See with what manifold uses every accident of human life is crammed! Here was a piece of pedantry and scepticism, which might make some men weep and some men stamp with irritation, and some men, from sheer boredom, fall asleep, but which fed in my own spirit a fountain of pure joy, as I considered carefully what kind of man it is who denies these things; the kind of way he walks; the kind of face he has; the kind of book he writes; the kind of publisher who chisels him; and the kind of way in which his works are bound. With every moment my elation grew greater and more impetuous, until at last I could not bear to sit any longer still, even upon so admirable a beast, nor to look down even at so rich a plain (though that was seen through the air of Southern England), but turning over the downs I galloped home, and came in straight from the turf to my own ground—for what man would live upon a high road who could go through a gate right off the turf to his own steading and let the world go hang?

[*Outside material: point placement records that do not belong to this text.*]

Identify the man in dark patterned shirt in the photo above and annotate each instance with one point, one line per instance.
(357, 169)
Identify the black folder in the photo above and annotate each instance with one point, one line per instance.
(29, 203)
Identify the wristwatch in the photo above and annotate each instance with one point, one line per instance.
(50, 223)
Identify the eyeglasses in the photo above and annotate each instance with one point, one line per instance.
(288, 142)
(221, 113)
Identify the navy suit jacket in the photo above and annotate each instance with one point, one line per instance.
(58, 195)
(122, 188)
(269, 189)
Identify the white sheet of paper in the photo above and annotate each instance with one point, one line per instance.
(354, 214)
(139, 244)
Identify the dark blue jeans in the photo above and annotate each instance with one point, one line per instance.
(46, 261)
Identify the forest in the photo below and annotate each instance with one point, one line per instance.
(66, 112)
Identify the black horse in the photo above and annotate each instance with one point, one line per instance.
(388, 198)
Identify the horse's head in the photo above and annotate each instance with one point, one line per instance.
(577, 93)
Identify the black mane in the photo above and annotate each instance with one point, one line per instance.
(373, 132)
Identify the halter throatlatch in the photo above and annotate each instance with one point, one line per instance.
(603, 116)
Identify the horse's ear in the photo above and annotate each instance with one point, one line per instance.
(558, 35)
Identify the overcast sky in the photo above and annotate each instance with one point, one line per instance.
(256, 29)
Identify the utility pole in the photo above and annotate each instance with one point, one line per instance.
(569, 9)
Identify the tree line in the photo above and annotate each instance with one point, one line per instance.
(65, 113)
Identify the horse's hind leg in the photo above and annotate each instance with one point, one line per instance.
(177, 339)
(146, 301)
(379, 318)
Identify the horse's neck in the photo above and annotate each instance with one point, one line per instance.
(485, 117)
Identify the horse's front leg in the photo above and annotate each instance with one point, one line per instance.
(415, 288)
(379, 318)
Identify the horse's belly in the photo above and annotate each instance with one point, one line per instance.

And so did I. But as they brought me beer and bacon at evening, and I toasted the memory of things past, I said to myself: "Oxford, Cambridge, Dublin, Durham—you four great universities—you terrors of Europe—that road is older than you: and meanwhile I drink to your continued healths, but let us have a little room ... air, there, give us air, good people. I stifle when I think of you."
THE ONION-EATER
There is a hill not far from my home whence it is possible to see northward and southward such a stretch of land as is not to be seen from any eminence among those I know in Western Europe. Southward the sea-plain and the sea standing up in a belt of light against the sky, and northward all the weald.
From this summit the eye is disturbed by no great cities of the modern sort, but a dozen at least of those small market towns which are the delight of South England hold the view from point to point, from the pale blue downs of the island over, eastward, to the Kentish hills.
A very long way off, and near the sea-line, the high faint spire of that cathedral which was once the mother of all my county goes up without weight into the air and gathers round it the delicate and distant outlines of the landscape—as, indeed, its builders meant that it should do. In such a spot, on such a high watch-tower of England, I met, three days ago, a man.